The first day of the hearing into some of Foxwoods’ objections to the November election began on Tuesday. Among the arguments being raised by Foxwoods in this particular hearing is the argument that certain tactics taken by the union were unfair and the ballots improper because they were not in Chinese. The UAW has denied the claims and accused Foxwoods of stalling.

The Hartford Courant has this report in this morning’s paper:

Foxwoods presented its arguments Tuesday before administrative law Judge Raymond P. Green, saying the NLRB made mistakes in conducting the vote and that interactions by union officials and some voters were unlawful.

Foxwoods’ attorneys said the errors include printing the ballot only in English and providing notices explaining the election in only one form of the Chinese language, disenfranchising some Asian American dealers.

But attorneys for the UAW and labor board said the union and the board provided ample explanation of the election in a variety of languages. As for the ballot, they said, the casino didn’t make a strong case that its dealers, who must conduct complicated casino games in English, couldn’t understand the ballot.

But as I’ve indicated before, the hearing is, in my view, a distraction from the real battle — the battle over tribal sovereignty.  And on that front, the Tribe fought and lost another skirmish on Tuesday.  Specifically, the Tribe filed a Petition to Revoke a subpoena requested by the Union. 

What the subpoena sought is irrelevant. Rather, as I’ve indicated previously, it is the arguments over tribal sovereignty that are  "big picture" issues that could take the case all the way to the U.S. Supreme Court.

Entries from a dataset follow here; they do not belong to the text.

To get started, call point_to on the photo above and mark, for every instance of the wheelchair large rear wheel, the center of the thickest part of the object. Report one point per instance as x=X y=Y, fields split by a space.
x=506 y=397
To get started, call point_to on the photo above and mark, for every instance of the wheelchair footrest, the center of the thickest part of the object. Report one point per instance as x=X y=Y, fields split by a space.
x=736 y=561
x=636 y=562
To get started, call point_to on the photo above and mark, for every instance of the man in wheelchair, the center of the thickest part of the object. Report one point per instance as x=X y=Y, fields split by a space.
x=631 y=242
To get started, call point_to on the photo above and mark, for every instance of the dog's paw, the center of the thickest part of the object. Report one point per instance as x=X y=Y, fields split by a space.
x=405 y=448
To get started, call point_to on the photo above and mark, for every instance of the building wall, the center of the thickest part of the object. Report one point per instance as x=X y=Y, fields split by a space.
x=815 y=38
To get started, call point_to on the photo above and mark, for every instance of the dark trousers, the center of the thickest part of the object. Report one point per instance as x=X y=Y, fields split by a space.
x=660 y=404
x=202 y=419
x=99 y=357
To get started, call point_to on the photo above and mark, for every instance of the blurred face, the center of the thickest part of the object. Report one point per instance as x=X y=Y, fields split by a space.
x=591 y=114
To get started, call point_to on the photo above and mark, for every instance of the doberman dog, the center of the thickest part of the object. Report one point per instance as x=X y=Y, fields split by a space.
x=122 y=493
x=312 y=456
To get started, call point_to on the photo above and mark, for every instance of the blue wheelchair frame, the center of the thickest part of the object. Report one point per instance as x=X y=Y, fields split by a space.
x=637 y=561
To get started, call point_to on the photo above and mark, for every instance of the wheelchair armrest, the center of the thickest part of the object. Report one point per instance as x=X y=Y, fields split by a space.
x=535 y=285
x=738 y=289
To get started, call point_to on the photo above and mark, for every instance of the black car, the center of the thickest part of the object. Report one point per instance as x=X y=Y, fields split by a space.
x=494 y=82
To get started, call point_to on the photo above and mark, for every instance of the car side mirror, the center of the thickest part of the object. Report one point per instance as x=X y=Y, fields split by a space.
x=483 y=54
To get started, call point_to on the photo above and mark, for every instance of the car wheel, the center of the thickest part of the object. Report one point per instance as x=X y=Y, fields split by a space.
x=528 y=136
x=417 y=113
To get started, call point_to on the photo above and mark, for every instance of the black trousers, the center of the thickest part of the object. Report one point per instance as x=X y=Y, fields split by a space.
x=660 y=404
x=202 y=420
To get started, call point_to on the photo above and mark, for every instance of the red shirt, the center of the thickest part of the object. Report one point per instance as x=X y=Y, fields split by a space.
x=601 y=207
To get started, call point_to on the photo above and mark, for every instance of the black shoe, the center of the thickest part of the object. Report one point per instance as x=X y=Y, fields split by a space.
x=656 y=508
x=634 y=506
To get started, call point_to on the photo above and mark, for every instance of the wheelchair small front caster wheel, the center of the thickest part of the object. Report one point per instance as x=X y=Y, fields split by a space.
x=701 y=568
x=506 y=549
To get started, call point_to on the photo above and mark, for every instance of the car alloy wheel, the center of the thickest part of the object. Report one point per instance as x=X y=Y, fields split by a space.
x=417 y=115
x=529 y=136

And on that front, the Petition to Revoke lays the groundwork. Paragraph 2 is the key paragraph to read:

This union subpoena should also be revoked because it is barred by the Nation’s sovereign immunity, which demonstrates another reason why the exercise of jurisdiction by the Board over governmental employers is unworkable. The Nation, as a federally recognized Indian tribe, enjoys immunity from suit. See, e.g., Santa Clara Pueblo v. Martinez, 436 U.S 49, 58 (1978) (“Indian tribes have long been recognized as possessing the common-law immunity from suit traditionally enjoyed by sovereign powers.”) While tribal immunity may be abrogated or waived, “[t]o abrogate tribal immunity, Congress must ‘unequivocally’ express that purpose, and to relinquish its immunity, a tribe’s waiver must be ‘clear.’” Chayoon v. Chao, 355 F.3d 141, 143 (2d Cir. 2004). Neither has occurred here. Id. As an arm of the Nation’s government, the  Gaming Enterprise is immune from suit to the same extent as the Nation. Bassett v. Mashantucket Pequot Tribe, 204 F.3d 343, 358 (2d Cir. 2000); Worrall v. Mashantucket Pequot Gaming Enterprise, 131 F. Supp. 2d 328, 331 (D. Conn. 2001). It is well-settled that tribal sovereign immunity necessarily means that an Indian tribe is not subject to legal process such as a subpoena for the production of documents

The argument the tribe is making that appears to be overlooked so far is that even if the NLRA is applicable, tribes may still have sovereign immunity, protecting them from lawsuits by unions and protecting them from responding to subpoenas from individuals (other than the federal government).  Given the history of Indian law in the United States, it’s not an inconsequential argument to make (and hardly "frivolous").

The judge in the hearing denied the Tribe’s Petition to Revoke and indicated he would grant an adverse inference if the tribe failed to comply.

The hearing on the objections will continue this week.  While there may be some interesting tidbits that pop out, it’s difficult for an employer to overturn an election like this. But with some of the other arguments, like tribal sovereignty, out there, I’m not sure it will make a difference in the overall outcome of this matter.